The President is not an “officer of the United States”. He commissions them. We see this in Article II of the Constitution at Section 2:
[The President] shall nominate, and by and with the Advice and Consent of the Senate, shall appoint Ambassadors, other public Ministers and Consuls, Judges of the supreme Court, and all other Officers of the United States…
And in the same at Section 4:
The President, Vice President and all civil Officers of the United States, shall be removed from Office on Impeachment for, and Conviction of, Treason, Bribery, or other high Crimes and Misdemeanors.
The President is separately listed from “officers of the United States”. As such the President is exempt from Section 3 of the Fourteenth Amendment. That is a plain reading of the Constitution.
This also means no person who served as President who is then convicted of insurrection under 18 USC §2383 for acts undertaken while that person was President cannot be disqualified from office. The provision of 18 USC §2383 could not apply. To apply it would mean a statute enacting an additional qualification for office beyond that stated in the Constitution.
Amending the Constitution is the only way to make it stick.
State legislatures and the Electors
No one has so far described this as another remedy, so I just wanted to put it out there to get ahead of it: State legislatures declaring that the Electors they appoint cannot cast a vote for Donald Trump.
I’ve said before that the State legislatures have the sole power to determine how the Electoral Votes are cast. That they put that question before the people of that State is a mere courtesy and one that can be revoked at any time.

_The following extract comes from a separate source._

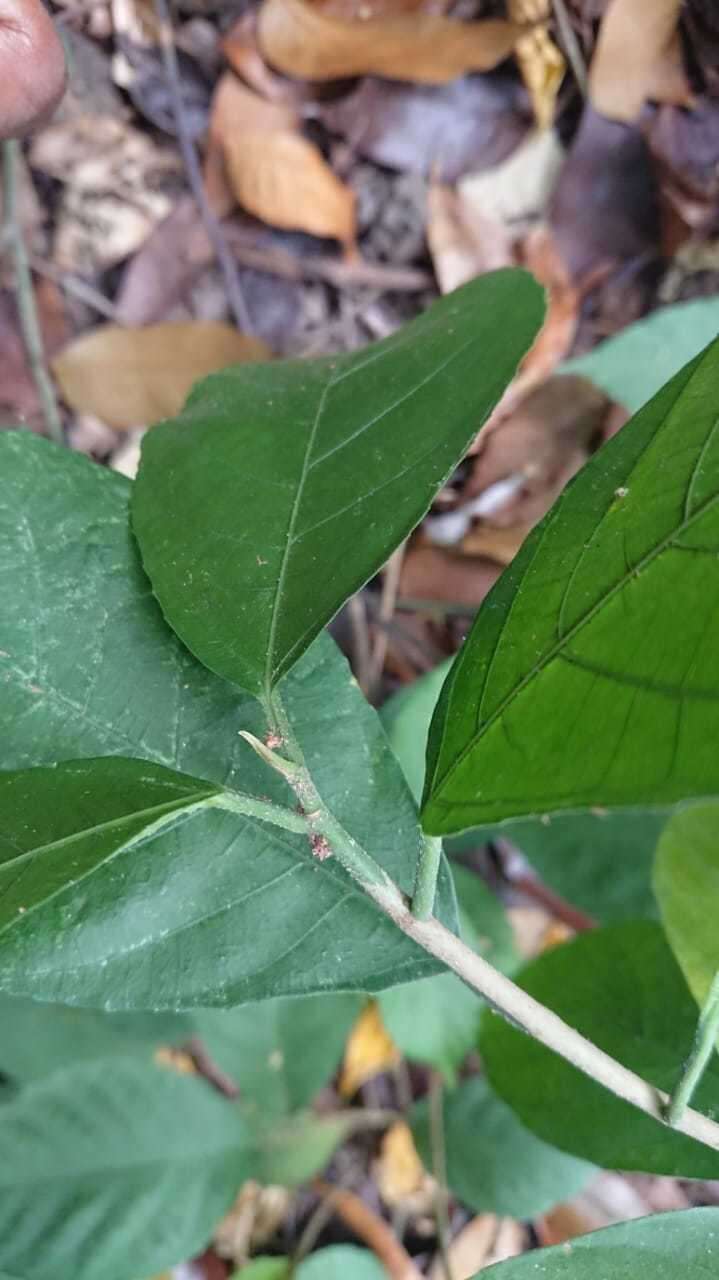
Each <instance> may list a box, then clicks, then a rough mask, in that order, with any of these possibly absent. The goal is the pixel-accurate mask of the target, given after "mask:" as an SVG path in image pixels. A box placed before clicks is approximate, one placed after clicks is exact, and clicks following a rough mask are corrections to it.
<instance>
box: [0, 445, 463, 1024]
mask: <svg viewBox="0 0 719 1280" xmlns="http://www.w3.org/2000/svg"><path fill="white" fill-rule="evenodd" d="M0 476H1V479H3V484H1V490H0V547H1V556H0V596H1V599H3V602H4V603H3V611H1V613H0V650H1V652H0V675H1V680H0V724H1V730H3V732H1V733H0V764H1V765H3V767H4V768H22V767H24V765H28V764H43V763H49V762H52V760H55V759H60V760H67V759H69V758H73V756H96V755H102V754H104V755H123V756H141V758H142V759H145V760H147V762H151V763H154V764H160V765H164V767H165V768H169V769H177V771H182V772H184V773H188V774H191V776H193V777H200V778H207V780H210V782H212V783H216V785H217V786H226V787H239V788H241V790H244V791H248V792H252V794H255V795H258V796H270V797H271V799H274V800H279V801H280V803H293V796H292V795H290V792H289V790H288V788H287V787H285V785H284V782H283V781H281V780H280V778H279V777H278V776H276V774H275V773H273V772H271V771H270V769H267V768H266V767H265V765H262V763H261V762H260V760H258V759H257V758H256V756H255V754H253V753H252V751H251V749H249V748H248V746H247V745H246V744H244V742H243V741H242V739H241V737H239V730H242V728H246V730H249V731H251V732H253V733H256V735H262V733H264V731H265V722H264V718H262V713H261V709H260V705H258V704H257V703H256V701H255V699H252V698H248V696H246V695H242V694H239V692H238V691H237V690H234V689H233V687H232V686H230V685H229V684H226V682H225V681H223V680H219V678H217V677H215V676H212V675H211V673H210V672H207V671H206V669H205V668H203V667H201V666H200V664H198V663H196V662H194V660H193V659H192V657H191V655H189V654H188V653H187V650H184V649H183V646H182V645H180V644H179V643H178V641H177V639H175V637H174V636H173V634H171V632H170V631H169V628H168V627H166V625H165V623H164V621H162V618H161V614H160V611H159V608H157V605H156V603H155V602H154V599H152V595H151V593H150V589H148V584H147V580H146V577H145V575H143V573H142V570H141V567H139V562H138V557H137V552H136V548H134V544H133V540H132V538H130V534H129V530H128V522H127V500H128V492H129V486H128V484H127V481H124V480H123V479H122V477H120V476H116V475H113V474H111V472H107V471H104V470H102V468H100V467H96V466H93V465H92V463H90V462H88V461H87V460H84V458H81V457H78V456H77V454H72V453H69V452H67V451H63V449H58V448H55V447H52V445H50V444H47V442H43V440H41V439H38V438H37V436H32V435H29V434H19V433H18V434H13V433H6V434H5V435H4V436H0ZM285 703H287V705H288V709H289V712H290V714H292V717H293V721H294V723H296V728H297V732H298V736H299V739H301V742H302V746H303V750H304V753H306V756H307V759H308V762H310V764H311V768H312V772H313V777H315V782H316V785H317V787H319V790H320V792H321V794H322V796H324V799H325V800H326V801H328V804H329V805H330V806H331V808H333V809H334V812H335V813H336V814H338V817H339V818H340V820H342V822H343V823H344V826H345V827H347V828H348V829H349V831H351V832H352V835H353V836H354V837H356V838H357V840H358V841H359V842H361V844H362V845H363V846H366V847H367V849H368V850H370V851H371V852H372V854H375V855H376V856H377V859H379V860H380V861H381V863H383V865H384V867H385V868H386V869H388V870H389V872H390V874H393V876H394V877H395V878H397V879H398V881H399V882H400V883H402V886H403V888H404V890H406V891H409V890H411V887H412V881H413V870H415V863H416V856H417V850H418V844H420V835H418V828H417V819H416V812H415V808H413V804H412V799H411V796H409V792H408V790H407V786H406V783H404V780H403V777H402V774H400V771H399V767H398V765H397V763H395V762H394V758H393V755H391V751H390V749H389V746H388V744H386V739H385V736H384V732H383V728H381V726H380V723H379V719H377V716H376V713H375V712H374V710H372V709H371V708H370V707H368V705H367V703H366V700H365V699H363V698H362V695H361V692H359V690H358V689H357V686H356V684H354V682H353V681H352V677H351V675H349V671H348V668H347V664H345V662H344V659H343V658H342V657H340V655H339V653H338V650H336V648H335V645H334V644H333V641H331V640H330V639H329V637H328V636H324V637H321V639H320V640H319V641H317V643H316V644H315V645H313V646H312V650H311V653H308V654H307V655H306V658H304V659H303V660H302V663H301V664H299V667H298V668H297V669H296V672H293V675H292V677H290V678H288V681H287V682H285ZM120 768H122V767H120ZM348 777H351V778H352V786H348V781H347V780H348ZM38 785H41V783H40V781H38ZM49 817H50V818H52V817H56V818H58V820H60V818H61V815H60V814H55V815H54V814H52V813H51V814H49ZM209 847H211V849H214V850H215V851H217V850H220V852H219V854H217V852H216V854H215V856H214V858H212V861H211V864H209V863H207V858H206V849H209ZM439 901H440V913H441V915H443V916H444V919H445V922H446V923H449V924H450V925H454V924H455V914H454V899H453V890H452V884H450V882H449V877H448V876H446V873H444V874H443V881H441V891H440V900H439ZM18 905H26V904H23V902H22V900H20V902H19V904H18ZM100 919H101V920H102V924H101V925H100ZM31 934H32V936H31ZM20 936H23V937H24V938H27V941H26V942H23V943H20V942H19V941H18V940H19V938H20ZM9 937H13V940H14V942H13V945H12V954H13V959H12V960H10V959H9V956H6V955H5V956H4V959H6V960H8V964H3V965H0V989H4V991H6V992H9V993H15V995H32V996H33V997H36V998H42V1000H47V1001H58V1002H61V1004H84V1005H101V1006H102V1007H106V1009H128V1010H129V1009H174V1007H188V1006H191V1005H211V1004H239V1002H243V1001H252V1000H260V998H266V997H269V996H280V995H304V993H308V992H313V991H324V989H381V988H383V987H385V986H390V984H393V983H394V982H403V980H409V979H411V978H413V977H417V978H421V977H426V975H427V974H430V973H434V972H436V970H438V965H436V964H435V963H434V961H431V963H430V961H429V959H427V956H426V955H425V954H423V952H422V951H421V950H420V948H418V947H416V946H415V945H412V943H411V942H408V941H407V940H406V938H404V936H403V934H400V933H399V931H397V929H395V928H394V927H393V925H391V924H390V923H389V922H386V920H385V919H384V918H383V916H380V915H379V914H377V913H376V910H375V909H374V906H372V905H371V904H370V902H368V901H367V900H366V899H365V896H363V895H362V893H361V892H359V891H358V890H357V888H356V886H354V884H353V883H352V882H351V881H349V878H348V877H347V876H345V873H344V872H343V870H342V868H339V867H338V865H336V864H335V863H334V860H333V859H329V860H328V861H324V863H321V864H319V863H317V860H316V859H315V858H312V854H311V850H310V846H308V844H307V841H306V840H304V837H303V836H294V835H290V833H288V832H278V829H276V828H269V827H267V826H265V824H262V823H257V822H251V820H241V819H237V818H235V817H234V815H233V814H228V813H221V812H219V810H212V809H205V810H201V812H198V813H196V814H193V815H192V817H191V818H188V819H187V820H178V823H177V824H175V826H174V827H173V828H171V831H170V832H169V833H168V831H165V832H164V833H160V835H157V836H156V837H155V838H148V840H147V841H146V842H143V844H141V845H139V846H136V847H134V850H133V851H132V856H130V858H109V859H105V860H104V861H102V863H100V864H99V865H97V868H96V870H93V872H92V874H91V876H86V878H84V881H83V882H82V887H77V888H75V890H73V886H72V884H69V883H68V886H67V888H64V890H61V891H58V892H56V893H55V896H54V897H52V899H50V900H49V901H47V902H46V905H45V906H42V908H37V909H36V911H35V913H33V915H32V931H31V929H29V928H28V929H24V933H23V932H22V928H20V922H18V923H17V924H14V925H12V928H10V931H9V932H6V933H4V934H1V936H0V947H1V948H3V950H4V943H8V938H9ZM81 948H82V950H81ZM20 955H22V957H20Z"/></svg>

But I’ve also said this in arguing that the National Popular Vote Interstate Compact is unconstitutional: “If a State turns to the People therein to determine how to award the Electoral Votes, then they must not award them in such fashion that is obviously contrary to how those people vote.”

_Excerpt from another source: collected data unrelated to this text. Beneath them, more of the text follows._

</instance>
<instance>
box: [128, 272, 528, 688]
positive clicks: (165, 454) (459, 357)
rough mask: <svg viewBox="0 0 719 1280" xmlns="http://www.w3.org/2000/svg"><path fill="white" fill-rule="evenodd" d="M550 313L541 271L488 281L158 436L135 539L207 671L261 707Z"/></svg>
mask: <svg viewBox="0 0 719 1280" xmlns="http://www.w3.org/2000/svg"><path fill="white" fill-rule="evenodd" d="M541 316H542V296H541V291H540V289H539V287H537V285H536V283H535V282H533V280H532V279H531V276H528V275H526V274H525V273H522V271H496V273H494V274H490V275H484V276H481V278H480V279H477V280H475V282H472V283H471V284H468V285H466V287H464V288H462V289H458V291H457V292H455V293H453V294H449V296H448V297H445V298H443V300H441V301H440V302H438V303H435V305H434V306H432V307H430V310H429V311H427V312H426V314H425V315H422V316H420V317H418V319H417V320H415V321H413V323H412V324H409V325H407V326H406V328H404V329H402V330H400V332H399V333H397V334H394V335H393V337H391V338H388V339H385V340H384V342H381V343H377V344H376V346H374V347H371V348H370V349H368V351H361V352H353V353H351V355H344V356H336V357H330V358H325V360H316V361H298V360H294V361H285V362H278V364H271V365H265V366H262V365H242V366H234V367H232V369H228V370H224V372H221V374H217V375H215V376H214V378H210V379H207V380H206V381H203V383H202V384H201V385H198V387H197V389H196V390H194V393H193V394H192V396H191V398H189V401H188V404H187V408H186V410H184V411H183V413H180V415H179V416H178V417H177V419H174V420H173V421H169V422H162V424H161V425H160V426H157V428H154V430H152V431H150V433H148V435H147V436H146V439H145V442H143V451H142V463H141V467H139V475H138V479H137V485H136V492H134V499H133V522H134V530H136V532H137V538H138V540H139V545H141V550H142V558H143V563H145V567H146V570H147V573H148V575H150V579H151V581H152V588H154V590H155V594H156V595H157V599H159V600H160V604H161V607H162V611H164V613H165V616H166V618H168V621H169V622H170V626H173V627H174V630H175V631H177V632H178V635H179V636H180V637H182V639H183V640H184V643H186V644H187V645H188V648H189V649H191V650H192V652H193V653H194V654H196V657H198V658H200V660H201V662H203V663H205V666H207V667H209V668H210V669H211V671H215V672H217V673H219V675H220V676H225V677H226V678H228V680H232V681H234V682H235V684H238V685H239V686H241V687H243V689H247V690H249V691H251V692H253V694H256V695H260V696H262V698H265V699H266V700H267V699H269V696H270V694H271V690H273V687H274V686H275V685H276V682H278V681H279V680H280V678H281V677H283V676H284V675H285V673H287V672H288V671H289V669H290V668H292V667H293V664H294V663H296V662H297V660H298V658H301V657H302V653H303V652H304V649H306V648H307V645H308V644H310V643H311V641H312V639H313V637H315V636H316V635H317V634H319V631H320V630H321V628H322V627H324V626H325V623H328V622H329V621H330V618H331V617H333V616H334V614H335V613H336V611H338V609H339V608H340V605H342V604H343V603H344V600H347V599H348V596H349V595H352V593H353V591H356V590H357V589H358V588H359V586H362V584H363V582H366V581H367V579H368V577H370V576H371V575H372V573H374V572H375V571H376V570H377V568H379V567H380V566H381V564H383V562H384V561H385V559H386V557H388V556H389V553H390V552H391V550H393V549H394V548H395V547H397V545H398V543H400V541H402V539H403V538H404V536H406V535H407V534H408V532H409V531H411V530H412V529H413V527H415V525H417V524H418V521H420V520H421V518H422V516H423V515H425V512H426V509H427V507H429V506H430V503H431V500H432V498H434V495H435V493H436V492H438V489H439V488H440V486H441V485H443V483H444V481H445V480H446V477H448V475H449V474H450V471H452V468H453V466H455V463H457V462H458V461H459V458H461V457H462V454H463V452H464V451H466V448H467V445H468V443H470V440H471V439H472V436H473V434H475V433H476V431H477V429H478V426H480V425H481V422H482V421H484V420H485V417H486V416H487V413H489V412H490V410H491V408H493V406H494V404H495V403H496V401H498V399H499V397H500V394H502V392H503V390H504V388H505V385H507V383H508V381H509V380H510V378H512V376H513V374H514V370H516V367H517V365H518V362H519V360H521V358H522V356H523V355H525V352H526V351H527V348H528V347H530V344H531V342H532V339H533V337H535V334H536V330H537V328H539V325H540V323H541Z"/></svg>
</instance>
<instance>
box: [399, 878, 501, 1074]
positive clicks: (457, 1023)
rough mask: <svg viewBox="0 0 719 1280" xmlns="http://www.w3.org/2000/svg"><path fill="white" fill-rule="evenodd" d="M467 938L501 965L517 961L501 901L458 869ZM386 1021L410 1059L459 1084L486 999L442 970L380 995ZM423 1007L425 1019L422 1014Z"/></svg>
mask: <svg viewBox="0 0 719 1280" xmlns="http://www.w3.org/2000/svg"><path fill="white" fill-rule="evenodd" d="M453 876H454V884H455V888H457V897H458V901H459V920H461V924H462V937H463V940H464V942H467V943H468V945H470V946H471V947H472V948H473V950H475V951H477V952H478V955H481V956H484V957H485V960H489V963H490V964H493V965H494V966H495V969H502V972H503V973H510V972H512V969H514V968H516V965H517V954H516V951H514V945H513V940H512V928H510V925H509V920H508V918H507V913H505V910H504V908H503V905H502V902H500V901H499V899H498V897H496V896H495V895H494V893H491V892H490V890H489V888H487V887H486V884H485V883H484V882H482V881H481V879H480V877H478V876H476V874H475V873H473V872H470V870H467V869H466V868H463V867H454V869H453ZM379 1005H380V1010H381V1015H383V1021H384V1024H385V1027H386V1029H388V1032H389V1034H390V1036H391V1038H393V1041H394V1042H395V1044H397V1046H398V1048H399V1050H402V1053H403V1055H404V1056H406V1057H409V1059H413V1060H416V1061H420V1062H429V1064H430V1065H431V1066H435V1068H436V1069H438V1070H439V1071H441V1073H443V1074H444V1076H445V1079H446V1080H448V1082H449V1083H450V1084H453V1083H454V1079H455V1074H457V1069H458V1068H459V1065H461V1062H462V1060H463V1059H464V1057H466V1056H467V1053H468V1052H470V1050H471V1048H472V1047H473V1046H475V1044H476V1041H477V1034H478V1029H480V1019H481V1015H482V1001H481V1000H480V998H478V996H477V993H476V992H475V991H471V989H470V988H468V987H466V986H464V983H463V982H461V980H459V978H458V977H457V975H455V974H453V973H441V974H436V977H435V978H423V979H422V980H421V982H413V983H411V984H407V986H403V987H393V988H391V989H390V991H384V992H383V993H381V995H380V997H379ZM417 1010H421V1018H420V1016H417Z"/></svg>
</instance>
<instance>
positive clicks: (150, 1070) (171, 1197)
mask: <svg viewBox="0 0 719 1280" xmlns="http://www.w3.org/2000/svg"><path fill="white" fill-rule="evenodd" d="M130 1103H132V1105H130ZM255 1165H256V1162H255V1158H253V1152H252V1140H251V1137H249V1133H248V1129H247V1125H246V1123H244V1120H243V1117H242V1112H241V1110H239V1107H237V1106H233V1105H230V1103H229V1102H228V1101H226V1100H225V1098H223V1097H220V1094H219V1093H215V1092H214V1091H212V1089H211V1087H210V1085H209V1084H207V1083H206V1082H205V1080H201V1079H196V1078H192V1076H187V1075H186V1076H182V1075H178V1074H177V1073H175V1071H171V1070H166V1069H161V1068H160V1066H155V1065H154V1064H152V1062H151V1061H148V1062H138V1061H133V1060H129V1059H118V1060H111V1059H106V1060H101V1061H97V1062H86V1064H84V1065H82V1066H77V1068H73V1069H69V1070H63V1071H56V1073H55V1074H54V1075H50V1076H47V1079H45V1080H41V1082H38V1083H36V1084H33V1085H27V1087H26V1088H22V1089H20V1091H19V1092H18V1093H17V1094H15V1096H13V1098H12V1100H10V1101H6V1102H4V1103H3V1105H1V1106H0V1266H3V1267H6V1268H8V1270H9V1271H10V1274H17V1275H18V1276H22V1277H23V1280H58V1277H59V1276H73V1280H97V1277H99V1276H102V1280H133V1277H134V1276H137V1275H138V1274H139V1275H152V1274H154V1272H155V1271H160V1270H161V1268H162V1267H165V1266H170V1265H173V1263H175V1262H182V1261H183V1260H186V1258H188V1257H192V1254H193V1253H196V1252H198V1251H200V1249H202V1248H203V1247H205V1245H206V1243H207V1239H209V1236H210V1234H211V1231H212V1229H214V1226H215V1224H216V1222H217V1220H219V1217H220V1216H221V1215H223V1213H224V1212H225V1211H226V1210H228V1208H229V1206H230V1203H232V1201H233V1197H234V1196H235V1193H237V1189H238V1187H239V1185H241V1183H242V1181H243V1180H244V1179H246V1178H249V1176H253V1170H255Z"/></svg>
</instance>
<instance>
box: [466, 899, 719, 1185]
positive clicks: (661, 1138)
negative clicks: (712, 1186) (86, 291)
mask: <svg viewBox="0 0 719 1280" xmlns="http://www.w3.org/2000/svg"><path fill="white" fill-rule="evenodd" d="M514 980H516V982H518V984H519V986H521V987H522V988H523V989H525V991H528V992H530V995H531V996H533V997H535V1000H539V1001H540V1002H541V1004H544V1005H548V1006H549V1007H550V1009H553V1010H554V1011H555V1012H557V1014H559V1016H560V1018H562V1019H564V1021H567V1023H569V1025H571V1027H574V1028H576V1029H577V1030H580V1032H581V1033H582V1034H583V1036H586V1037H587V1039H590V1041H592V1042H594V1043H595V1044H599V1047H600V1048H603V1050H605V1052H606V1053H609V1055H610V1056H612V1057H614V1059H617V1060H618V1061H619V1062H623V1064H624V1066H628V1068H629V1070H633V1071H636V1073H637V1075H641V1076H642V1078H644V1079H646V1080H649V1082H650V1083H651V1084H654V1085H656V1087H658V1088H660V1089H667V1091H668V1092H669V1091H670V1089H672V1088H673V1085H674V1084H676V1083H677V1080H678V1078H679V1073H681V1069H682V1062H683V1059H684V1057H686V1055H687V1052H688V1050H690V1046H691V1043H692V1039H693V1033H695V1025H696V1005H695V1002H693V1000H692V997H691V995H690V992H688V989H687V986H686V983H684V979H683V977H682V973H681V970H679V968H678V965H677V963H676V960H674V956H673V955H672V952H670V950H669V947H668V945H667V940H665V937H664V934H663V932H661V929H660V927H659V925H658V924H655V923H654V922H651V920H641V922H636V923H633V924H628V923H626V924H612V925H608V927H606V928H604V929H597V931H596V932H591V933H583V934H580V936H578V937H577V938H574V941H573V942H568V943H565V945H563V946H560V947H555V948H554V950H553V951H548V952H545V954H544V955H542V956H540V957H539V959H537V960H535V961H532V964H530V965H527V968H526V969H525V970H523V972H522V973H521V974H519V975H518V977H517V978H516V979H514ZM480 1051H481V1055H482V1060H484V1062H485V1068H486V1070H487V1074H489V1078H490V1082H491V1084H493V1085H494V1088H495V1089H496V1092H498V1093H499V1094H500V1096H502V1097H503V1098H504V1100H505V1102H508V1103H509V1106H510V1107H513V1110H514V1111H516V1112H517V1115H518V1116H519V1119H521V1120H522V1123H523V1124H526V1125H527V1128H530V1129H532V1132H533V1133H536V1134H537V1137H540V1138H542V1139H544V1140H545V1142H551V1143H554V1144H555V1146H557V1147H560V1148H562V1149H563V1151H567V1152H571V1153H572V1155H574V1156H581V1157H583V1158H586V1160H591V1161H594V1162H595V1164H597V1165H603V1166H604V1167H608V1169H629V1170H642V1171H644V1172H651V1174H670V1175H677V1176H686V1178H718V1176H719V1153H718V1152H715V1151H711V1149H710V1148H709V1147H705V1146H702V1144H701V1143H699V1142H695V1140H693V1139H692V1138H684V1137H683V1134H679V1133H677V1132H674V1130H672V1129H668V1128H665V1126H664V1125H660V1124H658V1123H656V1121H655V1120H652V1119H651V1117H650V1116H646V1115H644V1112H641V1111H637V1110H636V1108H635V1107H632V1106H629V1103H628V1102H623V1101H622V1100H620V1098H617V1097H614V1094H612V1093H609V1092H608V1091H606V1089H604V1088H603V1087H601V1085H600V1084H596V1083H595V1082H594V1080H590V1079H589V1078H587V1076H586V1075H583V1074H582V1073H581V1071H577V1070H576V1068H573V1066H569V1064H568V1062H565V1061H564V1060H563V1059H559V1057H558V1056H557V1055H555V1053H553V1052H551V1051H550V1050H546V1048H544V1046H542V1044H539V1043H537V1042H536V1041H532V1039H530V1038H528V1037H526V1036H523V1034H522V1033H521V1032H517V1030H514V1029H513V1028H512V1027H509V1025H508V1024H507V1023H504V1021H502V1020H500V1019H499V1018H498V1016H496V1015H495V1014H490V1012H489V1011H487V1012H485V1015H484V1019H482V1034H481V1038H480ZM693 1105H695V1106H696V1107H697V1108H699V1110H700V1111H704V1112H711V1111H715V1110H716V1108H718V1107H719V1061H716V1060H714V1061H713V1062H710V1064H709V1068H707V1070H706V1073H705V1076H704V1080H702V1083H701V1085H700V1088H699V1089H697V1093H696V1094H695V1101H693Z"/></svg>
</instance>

So could the State legislatures pass a binding resolution forbidding Electors from casting votes for Donald Trump? No. Not only would such be unconstitutional since it would amount to casting votes in contradiction to how the people of that State voted, it could also be construed as a bill of attainder.
Conclusion
In short, absent an amendment to the Constitution enacting otherwise, impeachment by the House and conviction by the Senate is the only way Donald Trump can be deemed ineligible by the Constitution of the United States from ever again holding any office under the United States.